Lorsque Marc Menasé pose en 2009 la première pierre de son groupe Meninvest, qui édite l'e-boutique de mode masculine Menlook, il ne tarde pas à faire entrer à son capital ses anciens associés de chez Nextidea (ex-Nextedia, revendu à Lagardère Active). Ceux-ci prennent le rôle de business angels, mais la majeure partie du financement de Meninvest provient de Marc Menasé lui-même. "Nous voulions continuer à être associés et bénéficier du 'jus de cerveau' les uns des autres", explique-t-il.

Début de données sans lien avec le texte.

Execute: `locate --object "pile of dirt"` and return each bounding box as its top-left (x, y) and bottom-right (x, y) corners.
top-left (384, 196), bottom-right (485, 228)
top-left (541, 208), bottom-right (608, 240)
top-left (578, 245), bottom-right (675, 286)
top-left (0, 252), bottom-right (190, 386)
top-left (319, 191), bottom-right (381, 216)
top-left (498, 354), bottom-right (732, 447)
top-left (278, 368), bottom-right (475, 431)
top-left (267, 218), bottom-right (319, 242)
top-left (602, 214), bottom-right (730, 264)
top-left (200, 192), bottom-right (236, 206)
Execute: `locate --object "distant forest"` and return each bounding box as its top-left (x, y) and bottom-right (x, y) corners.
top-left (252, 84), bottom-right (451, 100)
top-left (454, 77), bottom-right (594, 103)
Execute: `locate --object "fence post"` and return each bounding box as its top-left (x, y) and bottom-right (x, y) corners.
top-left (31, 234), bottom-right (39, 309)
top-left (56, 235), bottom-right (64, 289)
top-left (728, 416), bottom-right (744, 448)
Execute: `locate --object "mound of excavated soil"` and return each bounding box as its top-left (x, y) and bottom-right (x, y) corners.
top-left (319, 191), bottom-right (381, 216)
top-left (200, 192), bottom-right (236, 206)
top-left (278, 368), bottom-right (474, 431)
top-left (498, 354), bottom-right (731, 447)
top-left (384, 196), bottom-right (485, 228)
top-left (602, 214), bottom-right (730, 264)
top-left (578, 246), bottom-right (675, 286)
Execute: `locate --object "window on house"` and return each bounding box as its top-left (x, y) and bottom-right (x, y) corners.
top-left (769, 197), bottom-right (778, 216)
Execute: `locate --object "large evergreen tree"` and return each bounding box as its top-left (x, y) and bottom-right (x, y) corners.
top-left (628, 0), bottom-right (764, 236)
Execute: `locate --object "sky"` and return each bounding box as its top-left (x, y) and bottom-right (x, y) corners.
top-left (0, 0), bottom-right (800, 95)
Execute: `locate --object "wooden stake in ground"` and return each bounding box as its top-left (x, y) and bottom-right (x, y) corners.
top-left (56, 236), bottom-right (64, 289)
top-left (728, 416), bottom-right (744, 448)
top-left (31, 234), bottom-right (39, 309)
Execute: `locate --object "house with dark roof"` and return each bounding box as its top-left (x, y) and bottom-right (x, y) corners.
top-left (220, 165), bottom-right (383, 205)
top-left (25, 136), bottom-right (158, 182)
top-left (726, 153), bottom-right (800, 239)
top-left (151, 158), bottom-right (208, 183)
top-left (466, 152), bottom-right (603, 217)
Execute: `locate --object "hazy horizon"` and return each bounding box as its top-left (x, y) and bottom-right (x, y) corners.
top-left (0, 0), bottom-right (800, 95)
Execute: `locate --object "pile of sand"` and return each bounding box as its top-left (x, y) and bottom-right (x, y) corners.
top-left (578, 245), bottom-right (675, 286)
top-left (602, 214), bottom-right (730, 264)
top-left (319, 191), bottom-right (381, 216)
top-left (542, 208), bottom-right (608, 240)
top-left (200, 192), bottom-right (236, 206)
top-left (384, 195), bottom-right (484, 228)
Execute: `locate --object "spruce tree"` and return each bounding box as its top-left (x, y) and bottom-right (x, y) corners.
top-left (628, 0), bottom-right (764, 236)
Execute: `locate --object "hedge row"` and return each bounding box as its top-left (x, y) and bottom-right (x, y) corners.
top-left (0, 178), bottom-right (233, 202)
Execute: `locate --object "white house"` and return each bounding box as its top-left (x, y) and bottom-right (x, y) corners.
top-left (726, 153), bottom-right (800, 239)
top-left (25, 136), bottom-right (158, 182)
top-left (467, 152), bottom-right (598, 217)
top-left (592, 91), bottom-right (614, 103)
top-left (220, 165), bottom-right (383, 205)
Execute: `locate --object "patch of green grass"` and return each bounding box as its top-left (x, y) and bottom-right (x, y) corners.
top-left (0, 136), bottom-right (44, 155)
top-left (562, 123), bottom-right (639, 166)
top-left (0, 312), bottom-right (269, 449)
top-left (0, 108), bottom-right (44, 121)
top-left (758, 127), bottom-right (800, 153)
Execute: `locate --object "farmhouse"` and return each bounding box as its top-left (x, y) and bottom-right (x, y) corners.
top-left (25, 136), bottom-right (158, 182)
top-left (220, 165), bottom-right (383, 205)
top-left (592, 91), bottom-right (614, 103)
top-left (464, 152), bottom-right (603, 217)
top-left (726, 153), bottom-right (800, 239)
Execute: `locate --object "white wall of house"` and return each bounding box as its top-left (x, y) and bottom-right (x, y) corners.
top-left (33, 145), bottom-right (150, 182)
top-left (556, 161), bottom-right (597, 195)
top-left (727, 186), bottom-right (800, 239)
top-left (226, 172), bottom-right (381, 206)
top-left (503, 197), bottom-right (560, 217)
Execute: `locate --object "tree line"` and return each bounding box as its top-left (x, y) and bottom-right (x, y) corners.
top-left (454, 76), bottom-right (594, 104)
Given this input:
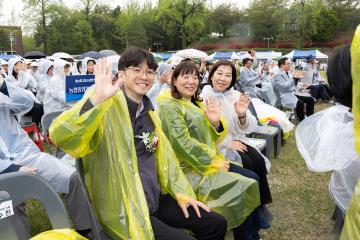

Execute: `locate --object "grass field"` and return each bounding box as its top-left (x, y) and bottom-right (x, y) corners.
top-left (28, 104), bottom-right (335, 240)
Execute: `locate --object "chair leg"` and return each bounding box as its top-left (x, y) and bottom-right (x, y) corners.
top-left (266, 138), bottom-right (271, 159)
top-left (274, 129), bottom-right (281, 157)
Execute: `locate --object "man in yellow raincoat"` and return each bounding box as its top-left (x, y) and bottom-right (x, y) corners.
top-left (50, 48), bottom-right (227, 240)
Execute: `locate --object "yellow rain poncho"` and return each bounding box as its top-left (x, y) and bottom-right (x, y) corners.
top-left (341, 25), bottom-right (360, 240)
top-left (157, 91), bottom-right (260, 228)
top-left (351, 25), bottom-right (360, 155)
top-left (50, 90), bottom-right (195, 240)
top-left (30, 229), bottom-right (87, 240)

Car le business angel a avant tout pour rôle de coacher les dirigeants sur ses sujets de prédilection, estime Marc Menasé, lui-même business angel. "Il doit apporter une aide très concrète, permettre d'éviter les erreurs qu'il a lui-même commises en tant qu'entrepreneur. Tout en restant en support, sans se montrer interventionniste ou écraser les dirigeants." S'il n'est pas utile d'en avoir toute une ribambelle, plusieurs business angels pourront en revanche apporter des compétences complémentaires. Et surtout, ils serviront de tremplin souvent essentiel à la réussite d'une levée de fonds. Car à ce moment-là, la notoriété de la start-up et le potentiel qu'on lui conférera proviendra en bonne partie des actionnaires qui la soutiennent déjà.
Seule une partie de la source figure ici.